With the great majority of diseases afflicting crops, we are told to pay very close attention to moisture on flowers, fruit, and shoots, as well as moisture in the soil. This is because it’s understood that most disease organisms thrive under wet or rainy conditions. This seems logical, after all. Fungi, for instance, require a period of wetness for spores to absorb water, germinate, and grow. The same is true for bacteria, which require free moisture to live and rely upon water as a medium of transport into hosts via natural openings or wounds.
As a result of this understanding, the natural reactions of farmers, pest control advisors, consultants and others in production agriculture are:
- If the wetness occurs on aerial parts of the plant, provide protection with fungicides or bactericides.
- If the wetness occurs in the soil environment, either try to anticipate and manage the water, or apply protective fungicides.
These responses are backed by a rich, diverse and effective arsenal of various chemicals which can meet the challenge. The use of these fungicides and bactericides are largely responsible for the superior and unmatched wealth of food in the United States. However, the farming community has had to accommodate an intense and growing nationwide concern for public environmental safety. Over the past 40 years this focus has incited a wave of responses:
- A careful defining of chemical toxicity and persistence
- Both enforced and voluntary removal of agricultural chemicals from public use
- Tighter restrictions on pesticide use
- Replacing broad-spectrum products with specific, targeted pesticides
- An overall reduction in the variety of fungicides and bactericides available for use
This trend isn’t going to stop, even though standards for produce quality will only continue to increase. Thus, farmers and PCAs must use the old school reactive approach of anticipating wet weather, projecting what diseases are likely, and reacting accordingly with chemicals. Chemical treatments have become too narrow and specific for this shotgun approach. Instead, it’s necessary for growers to educate themselves on pathogen biology, and the events that lead to plant disease. This article is designed to be a first step towards understanding disease management in terms of how the natural mechanisms of disease resistance in plants can be leveraged, to the grower’s advantage.

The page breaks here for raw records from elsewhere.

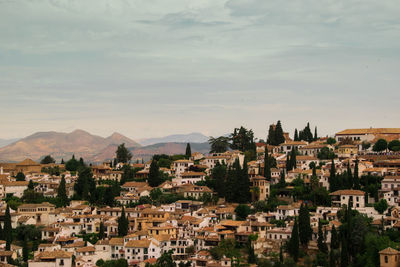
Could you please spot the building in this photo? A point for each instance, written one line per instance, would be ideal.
(342, 197)
(389, 257)
(368, 134)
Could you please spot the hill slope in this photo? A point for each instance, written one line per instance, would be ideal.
(62, 145)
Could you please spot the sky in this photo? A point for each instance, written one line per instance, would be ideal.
(149, 68)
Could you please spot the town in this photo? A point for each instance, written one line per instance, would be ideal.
(289, 200)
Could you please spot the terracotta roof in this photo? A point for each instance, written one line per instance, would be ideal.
(348, 192)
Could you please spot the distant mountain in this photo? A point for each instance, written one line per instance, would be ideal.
(5, 142)
(176, 138)
(62, 145)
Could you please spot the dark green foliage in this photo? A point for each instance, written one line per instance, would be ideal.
(219, 144)
(381, 206)
(242, 211)
(85, 184)
(47, 160)
(305, 231)
(123, 154)
(380, 145)
(331, 141)
(322, 247)
(305, 134)
(293, 243)
(155, 178)
(218, 174)
(394, 145)
(326, 153)
(123, 224)
(8, 228)
(20, 176)
(188, 152)
(62, 192)
(101, 234)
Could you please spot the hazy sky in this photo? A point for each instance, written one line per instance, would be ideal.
(157, 67)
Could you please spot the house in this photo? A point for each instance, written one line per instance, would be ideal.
(58, 258)
(342, 197)
(389, 257)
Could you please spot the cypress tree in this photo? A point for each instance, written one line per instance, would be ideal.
(332, 178)
(188, 151)
(267, 164)
(356, 180)
(315, 133)
(271, 136)
(62, 192)
(305, 231)
(321, 240)
(7, 228)
(293, 245)
(123, 224)
(154, 174)
(101, 231)
(25, 250)
(279, 137)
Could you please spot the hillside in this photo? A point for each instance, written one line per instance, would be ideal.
(62, 145)
(175, 138)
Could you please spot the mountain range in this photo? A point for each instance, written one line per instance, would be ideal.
(95, 148)
(175, 138)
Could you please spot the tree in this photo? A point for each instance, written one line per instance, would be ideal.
(381, 206)
(305, 231)
(315, 133)
(62, 192)
(394, 145)
(267, 165)
(321, 239)
(123, 224)
(188, 151)
(20, 176)
(101, 234)
(47, 160)
(122, 154)
(279, 137)
(7, 228)
(293, 244)
(380, 145)
(219, 144)
(31, 186)
(331, 141)
(154, 178)
(85, 185)
(242, 211)
(296, 135)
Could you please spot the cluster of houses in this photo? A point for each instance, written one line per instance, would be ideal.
(190, 228)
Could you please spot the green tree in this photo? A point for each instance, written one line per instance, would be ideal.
(242, 211)
(20, 176)
(123, 224)
(7, 228)
(293, 244)
(394, 145)
(305, 231)
(321, 239)
(154, 178)
(188, 152)
(219, 144)
(101, 234)
(47, 160)
(62, 192)
(381, 206)
(122, 154)
(380, 145)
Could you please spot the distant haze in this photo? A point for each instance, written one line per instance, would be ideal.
(156, 68)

A highly predictable and universal model disease is helpful in explaining key concepts of plant disease management.
An effective example case that can be used to explain this approach is Verticillium wilt, a disease that almost every grower has encountered innumerable times. Verticillium wilt is a soil-borne, fungal disease that afflicts hosts by entering through the vascular tissues of plants, causing both direct and immune reaction-induced plugging of conductive channels. As the responsible pathogen, Verticillium dahliae, damages root tissues, visible symptoms appear in the form of wilting of the leaves and branches directly connected to affected vascular channels.

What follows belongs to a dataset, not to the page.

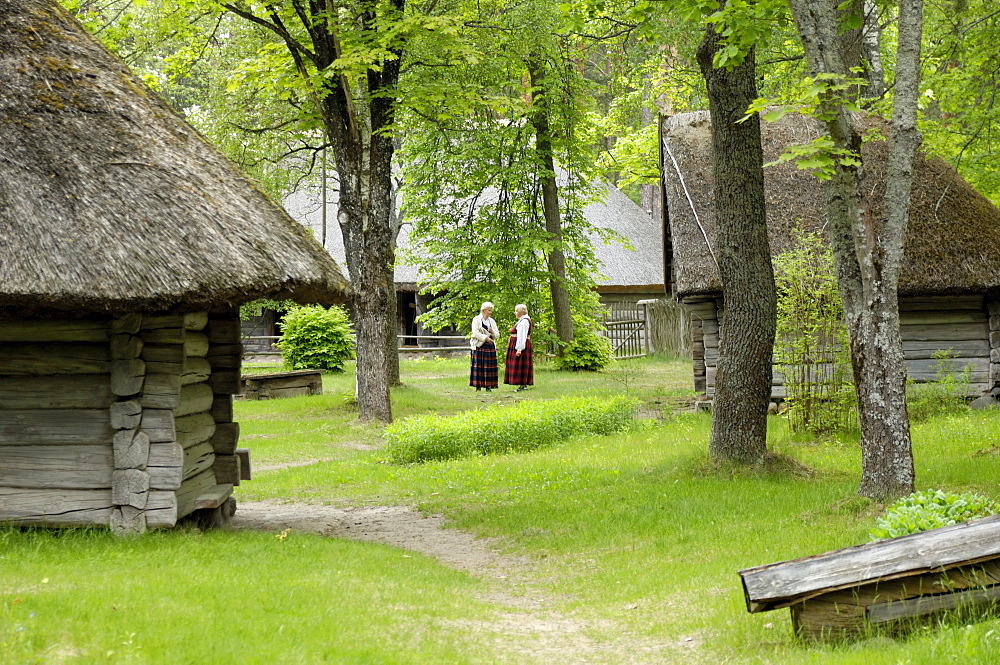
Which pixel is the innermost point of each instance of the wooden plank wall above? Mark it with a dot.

Once the V. dahliae pathogen is established, it produces a dark, compact mass of tissue that look like black soil particles. These tiny particles, which measure less than 1/60th of a millimeter, are known as ‘microsclerotia’ and act as the seeds of the fungus. When the roots of an appropriate host plant approach a microsclerotia particle, the particle germinates and invades the tissues. Typically, it will find its way in through the delicate root hairs, as well as natural openings and wounds in plant tissue. However, pathological infection that produces visible symptoms involves infections which progress past the outer root cylinder (called the ‘cortex’), into the inner conductive tissues, known as the xylem.
But this last, most damaging step can actually be interrupted and stopped in its tracks. When a microsclerotia germinates and sends out an infection thread into the host, the plant or other environmental factors sometimes act to prevent the pathogen from progressing into the xylem. Understanding how this occurs arms growers with the knowledge that allow us to develop programs which can optimize the effectiveness of conventional disease control protocols. Let’s look at a few different encounters with various plant species that can help illustrate the above.
Pistachio trees demonstrate how prioritizing fruit or nut growth can result in vulnerability to disease.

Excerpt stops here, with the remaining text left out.